The googly immediately changed wrist spin. Before this moment, leg spin was often used as a defensive style, but Bosanquet’s delivery turned it into a genuine attacking weapon. His idea became the base for modern wrist-spin tactics, and every leg spinner who bowls a googly today follows the path he set more than a century ago.
Famous Masters of the Googly
Several leg-spinners across different eras turned the googly into a true wicket-taking weapon. Their styles were unique, and each of them used the wrong’un with such precision that batters often reacted a moment too late. The names below stand at the heart of this craft.
Shane Warne: The King of Spin
Shane Warne did not bowl the googly often, but he used it at moments when a batter fully expected his huge leg break. His normal delivery drifted and spun away, so the inward turn of the googly caught even top players off guard. He kept the wrist hidden until release, and that late reveal created many dismissals.
Abdul Qadir: The Magician
Abdul Qadir revived wrist spin during the 1970s and 1980s. He bowled two distinct versions of the googly and shifted pace, flight, and release angle with great control. Batters rarely picked his variations cleanly, and many called his wrong’un the hardest delivery to read in that era. Qadir viewed the googly as a strike ball, not just a trick, and his record reflected that mindset.
Anil Kumble: The Tall Spinner
Anil Kumble approached leg spin in a more direct way. He bowled quicker than most wrist spinners, and his height produced a steep bounce that troubled batters. His googly came at high speed with only a small change in action, so the inward movement after pitching often trapped players lbw or shattered the stumps. It was a subtle but highly effective option in his armoury.
Rashid Khan: The Modern Master
Rashid Khan represents the modern face of the googly, especially in T20 cricket. His arm moves so fast that batters rarely spot the position of the wrist. He keeps the ball deep inside the palm and generates spin mainly through the fingers, which makes the googly seem identical to his stock delivery. The sharp inward movement after the bounce creates pressure instantly, turning the wrong’un into one of the most dangerous balls in short formats.
FAQs about Googly in Cricket
What is a googly in cricket bowling?
A googly is a delivery bowled by a leg spinner that turns in the opposite direction of the usual leg break. It comes back into a right-handed batter instead of moving away, and the deception lies in the bowler keeping the action identical to the stock ball.
Who invented the googly ball?
The googly is credited to Bernard Bosanquet, an English cricketer from the early 1900s. His experiments with different kinds of spin led to a delivery that surprised batters and reshaped the way leg spin worked.
What is the difference between a googly and a doosra?
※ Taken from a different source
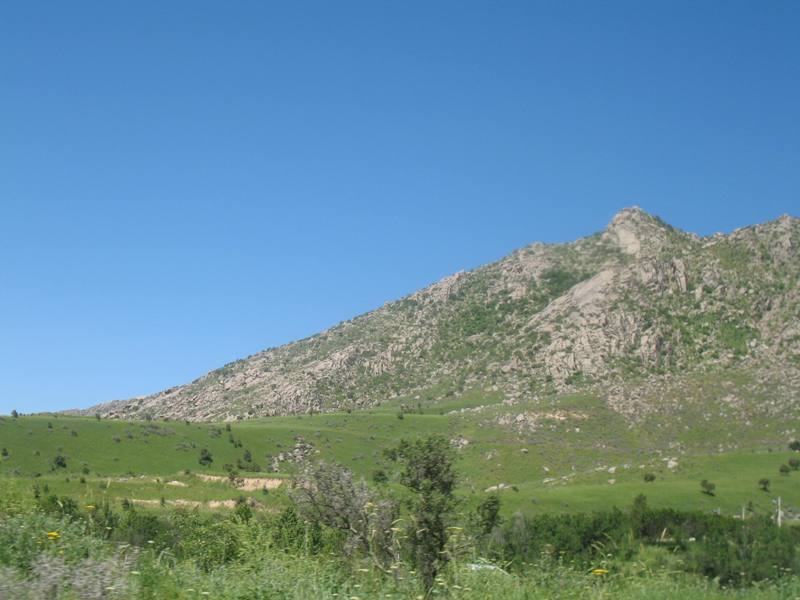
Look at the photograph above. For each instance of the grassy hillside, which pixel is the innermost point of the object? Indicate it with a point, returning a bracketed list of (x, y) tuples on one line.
[(551, 471)]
A googly belongs to a leg spinner and relies on wrist spin, while a doosra belongs to an off spinner and relies on finger spin. Both deliveries turn in an unexpected direction, but they come from two completely different bowling actions.
Why is it called a wrong'un?
The term “wrong’un” reflects the idea that the ball behaves in a way the batter does not expect. The delivery moves in the “wrong” direction compared to the bowler’s usual leg break, which is why the nickname became part of cricket language.